Cela se révélera au final compliqué et peu convaincant, et décalé avec
le reste. Toujours ce désir de faire quelque chose de littéraire… Je lis
les journaux de Michel Leiris, Virginia Woolf, puis plus tard ceux de
Julien Green, Marcel Jouhandeau, Paul Léautaud.
Lionel et Valérie reviennent du Vietnam. Je continue pendant l’été de
travailler sur le projet. J’ai l’impression que ça intéresse Lionel mais
qu’il ne sait pas trop comment s’y prendre. Ce n’était peut-être pas une
très bonne idée de commencer sans lui. Nous réalisons le chapitre le plus
long, celui qui se passe pendant la fête de la musique. A partir de ce
stade Lionel prend en charge l’écriture et m’écrit spécialement des récits.
Le lien avec son journal disparaîtra peu à peu.
En septembre le magazine Jade publie le premier épisode du Journal. Nous
proposons un autre extrait à l’Association, intéressé, mais qui le refuse
après de vives discussions internes. En novembre je décroche un emploi
de magasinier en bibliothèque à mi-temps. Le 9 janvier 1997, j’écris dans
mon journal : « Le journal d’un loser n’avance pas très vite. »
Impression d’être embourbé dans ce projet. Un détail m’inquiète : la physionomie
des personnages évolue sans arrêt J’ai l’idée d’intercaler des discussions
entre Lionel et moi entre les scènes.
Le 7 avril, après un an de travail, 50 pages sont réalisées. A ce moment-là,
je travaille sur l’épisode du vernissage d’exposition, un des épisodes
les plus problématiques. Je suis la proie à de nombreuses faiblesses graphiques,
que je n’arrive pas à résoudre. J’écris dans mon journal : « Qui va publier
ça ? » Lionel m’écrit : « Travailler sur Le journal d’un loser
est étrange, c’est à la fois quelque chose dont je m’éloigne, je veux
dire en tant qu’état, et quelque chose dans lequel je suis encore enfermé.

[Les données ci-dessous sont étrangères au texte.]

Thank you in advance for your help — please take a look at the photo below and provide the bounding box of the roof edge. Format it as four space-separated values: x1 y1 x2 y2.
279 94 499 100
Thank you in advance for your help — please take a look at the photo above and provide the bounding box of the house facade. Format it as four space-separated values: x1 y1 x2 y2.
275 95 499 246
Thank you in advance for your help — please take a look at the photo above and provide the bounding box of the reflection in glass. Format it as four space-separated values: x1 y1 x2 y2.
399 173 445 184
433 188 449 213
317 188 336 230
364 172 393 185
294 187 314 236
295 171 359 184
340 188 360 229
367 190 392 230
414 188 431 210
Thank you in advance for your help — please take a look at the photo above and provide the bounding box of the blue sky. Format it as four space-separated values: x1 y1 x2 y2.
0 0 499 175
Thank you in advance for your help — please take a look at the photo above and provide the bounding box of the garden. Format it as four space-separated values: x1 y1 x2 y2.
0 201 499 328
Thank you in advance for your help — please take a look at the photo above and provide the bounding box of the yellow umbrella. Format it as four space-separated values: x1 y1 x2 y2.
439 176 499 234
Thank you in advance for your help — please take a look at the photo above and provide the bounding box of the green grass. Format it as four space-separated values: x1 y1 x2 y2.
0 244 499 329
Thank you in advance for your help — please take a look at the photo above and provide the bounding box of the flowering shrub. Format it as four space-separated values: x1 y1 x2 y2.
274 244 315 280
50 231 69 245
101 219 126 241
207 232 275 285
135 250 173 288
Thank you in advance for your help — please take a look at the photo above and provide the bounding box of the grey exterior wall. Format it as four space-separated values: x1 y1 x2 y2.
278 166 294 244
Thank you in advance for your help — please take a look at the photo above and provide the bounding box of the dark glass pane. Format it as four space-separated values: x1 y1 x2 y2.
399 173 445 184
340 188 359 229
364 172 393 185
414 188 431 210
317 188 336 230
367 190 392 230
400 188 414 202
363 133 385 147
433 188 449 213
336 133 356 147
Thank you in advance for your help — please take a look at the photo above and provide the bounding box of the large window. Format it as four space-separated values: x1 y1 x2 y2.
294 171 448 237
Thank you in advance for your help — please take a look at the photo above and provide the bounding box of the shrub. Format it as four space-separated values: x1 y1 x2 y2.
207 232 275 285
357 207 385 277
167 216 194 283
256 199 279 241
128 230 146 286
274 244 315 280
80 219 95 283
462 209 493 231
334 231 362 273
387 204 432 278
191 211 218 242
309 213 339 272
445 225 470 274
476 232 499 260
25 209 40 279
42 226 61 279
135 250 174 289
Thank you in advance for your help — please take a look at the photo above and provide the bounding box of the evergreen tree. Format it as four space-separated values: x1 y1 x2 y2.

» Je me pose des questions concernant les liens entre le texte et les
images. J’ai peur de faire quelque chose qui serait redondant avec texte
de Lionel.
Le graphisme du Journal d’un loser est de plus en plus réaliste,
à tel point que, graphiquement, je frôle parfois un style que je déteste.
Je n’avais rien fait de tel auparavant. Valérie me donne beaucoup de photographies
et elles deviennent rapidement une véritable base de travail. Le problème
avec les photos est de travailler avec tout en les oubliant.
Après mon emménagement rue Grobon, nous préparons pendant l’été une demande
de bourse au Centre National du Livre afin de terminer Le journal d’un
loser, ce qui nous oblige à revoir tout le synopsis et à préciser
nos intentions. C’est le chaos, mais les planches finies s’amoncellent.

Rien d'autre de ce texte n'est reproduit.